Je ne connaissais pas le jeune, je n’ai pas eu, beaucoup de temps pour lui poser des questions. J’ai pris ma voiture, de l’eau bénite et le livre des bénédictions. Le jeune, qui devait avoir entre 22 et 23 ans, est monté dans la voiture avec moi, nous nous sommes dirigés vers le quartier Soh, un nouveau quartier de Begoua, où je travaille. On a dépassé toutes les nouvelles constructions, je ne cessais de lui demander où se trouvait leur nouvelle habitation. Le jeune me disait qu’il fallait avancer. Lorsque nous nous sommes retrouvés dans la brousse, j’ai arrêté la voiture pour lui dire qu’on ne pouvait plus continuer. Nous sommes descendus de voiture, nous avons marché près de 300m, je me suis arrêté et j’ai fait demi-tour. C’est alors que le jeune a sorti un poignard et m’a dit en sango, la langue du pays : « Mo, mbi ke fa mo », ce qui veut dire : « Toi, je vais te tuer. »
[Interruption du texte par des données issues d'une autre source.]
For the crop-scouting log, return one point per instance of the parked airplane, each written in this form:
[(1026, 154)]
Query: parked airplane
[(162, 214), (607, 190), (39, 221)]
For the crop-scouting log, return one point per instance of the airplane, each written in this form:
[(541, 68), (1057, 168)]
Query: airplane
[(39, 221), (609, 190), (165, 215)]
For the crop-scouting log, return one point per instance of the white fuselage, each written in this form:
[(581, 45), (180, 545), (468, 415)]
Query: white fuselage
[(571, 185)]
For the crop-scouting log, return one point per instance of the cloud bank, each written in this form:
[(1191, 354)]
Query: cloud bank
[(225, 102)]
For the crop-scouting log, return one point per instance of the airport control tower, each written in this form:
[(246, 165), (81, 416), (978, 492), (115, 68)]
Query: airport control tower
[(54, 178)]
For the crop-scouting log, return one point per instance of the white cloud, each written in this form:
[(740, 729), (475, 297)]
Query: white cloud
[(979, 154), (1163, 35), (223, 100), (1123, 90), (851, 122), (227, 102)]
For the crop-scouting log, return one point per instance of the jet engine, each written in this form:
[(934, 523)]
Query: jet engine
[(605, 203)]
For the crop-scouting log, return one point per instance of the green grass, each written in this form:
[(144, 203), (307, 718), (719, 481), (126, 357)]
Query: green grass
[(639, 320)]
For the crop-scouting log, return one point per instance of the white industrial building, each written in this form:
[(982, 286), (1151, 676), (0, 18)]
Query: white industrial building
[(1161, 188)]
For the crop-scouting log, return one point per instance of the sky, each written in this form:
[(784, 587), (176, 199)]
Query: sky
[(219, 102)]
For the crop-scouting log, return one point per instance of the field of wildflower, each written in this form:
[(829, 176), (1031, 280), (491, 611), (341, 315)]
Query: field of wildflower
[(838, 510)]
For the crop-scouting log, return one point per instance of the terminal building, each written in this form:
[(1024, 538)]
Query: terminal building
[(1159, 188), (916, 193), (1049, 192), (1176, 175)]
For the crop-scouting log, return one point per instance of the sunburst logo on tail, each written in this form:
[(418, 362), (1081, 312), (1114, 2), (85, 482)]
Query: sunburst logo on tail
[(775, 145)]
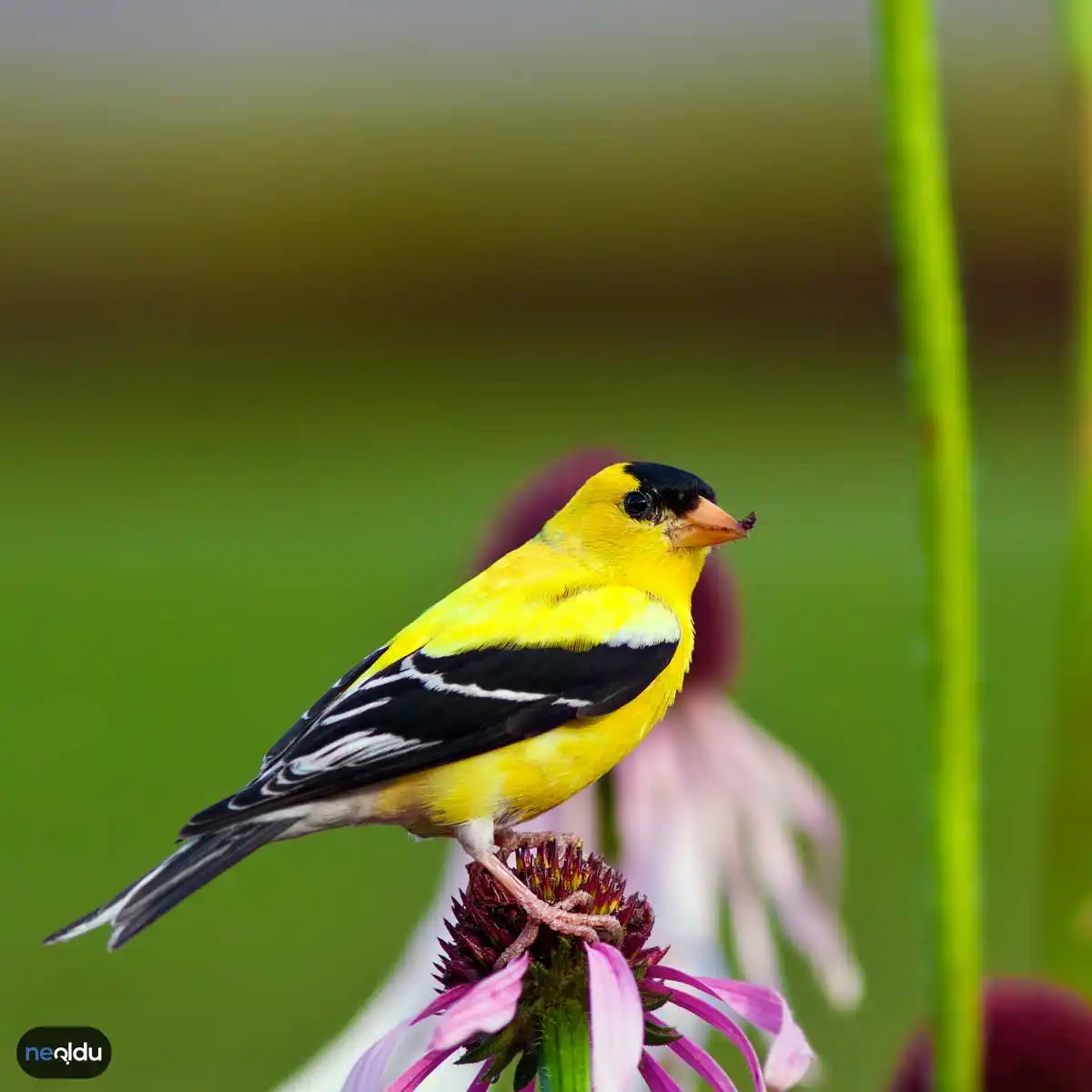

J’étais pris de panique, mais j’ai gardé mon sang-froid. Il m’a attaqué par un premier coup, que j’ai évité grâce à une parade, puis un deuxième coup de poignard que j’ai dû parer mais qui a atterri sur le flanc gauche, au niveau de l’abdomen. J’ai hurlé mais je me suis défendu en le terrassant jusqu’à lui arracher le poignard alors que je saignais terriblement. Le jeune a pris la fuite dans la brousse. Je suis retourné là où j’avais laissé la voiture, j’ai crié au secours et un passant m’a pris sur sa mobylette jusqu’à un dispensaire proche.
Puis ils ont appelé une ambulance qui m’a conduit à l’hôpital communautaire de Bangui. J’ai été opéré d’urgence pour voir si aucun de mes organes n’avait connu de dommages. Dieu merci, rien n’avait été percé à l’intérieur. Je suis resté 8 jours à l’hôpital de Bangui, puis, le 12 mai, j’ai été évacué vers Nairobi. Actuellement, je peux marcher et me tenir debout, mais pas longtemps.
Dieu seul sait pourquoi j’ai été victime d’une telle attaque. La vérité surgira un jour. Après ma guérison, je ferai un tour en France pour un contrôle médical approfondi. Merci à vous tous pour tout le soutien que vous m’avez apporté. En union de prières.